|JoI Europe—Index Tradeability Across Asset Classes|
|August 20, 2012 09:54 (CET)|
Index designers must balance two key considerations, representativeness and liquidity, when developing benchmarks for use in investment portfolios, write Xiaowei Kang and Daniel Ung of S&P Dow Jones Indices in the latest issue of the Journal of Indexes Europe.
“In order for an index to be transformed from a passive benchmark into an active investment tool it must be tradeable. The tradeability of an index ultimately relies upon its widespread adoption in the marketplace, and its construction requires the meticulous balancing of often competing factors, which inevitably lead to trade-offs”, note Kang and Ung.

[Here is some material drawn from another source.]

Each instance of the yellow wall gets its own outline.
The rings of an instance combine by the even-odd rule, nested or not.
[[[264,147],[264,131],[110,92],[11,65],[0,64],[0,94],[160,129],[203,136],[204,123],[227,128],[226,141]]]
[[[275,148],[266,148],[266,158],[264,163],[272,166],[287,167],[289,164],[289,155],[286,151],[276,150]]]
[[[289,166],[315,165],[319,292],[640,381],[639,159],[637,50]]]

The way in which these competing factors are reconciled differs between asset classes, note the two authors.
“Traditional asset classes, such as equities and fixed income, can usually reconcile well between the requirement for market representativeness and tradeability. In futures-based indices, the trade-offs involve not only representativeness and tradeability, but also the beta exposure to spot and roll costs. Finally, in other alternative asset classes, such as private equity and real estate, obtaining exposure via equity instruments often comes at the cost of higher tracking error and the inability to access manager skills. For this reason, investors should adopt a multi-dimensional perspective when evaluating index tradeability,” say Kang and Ung.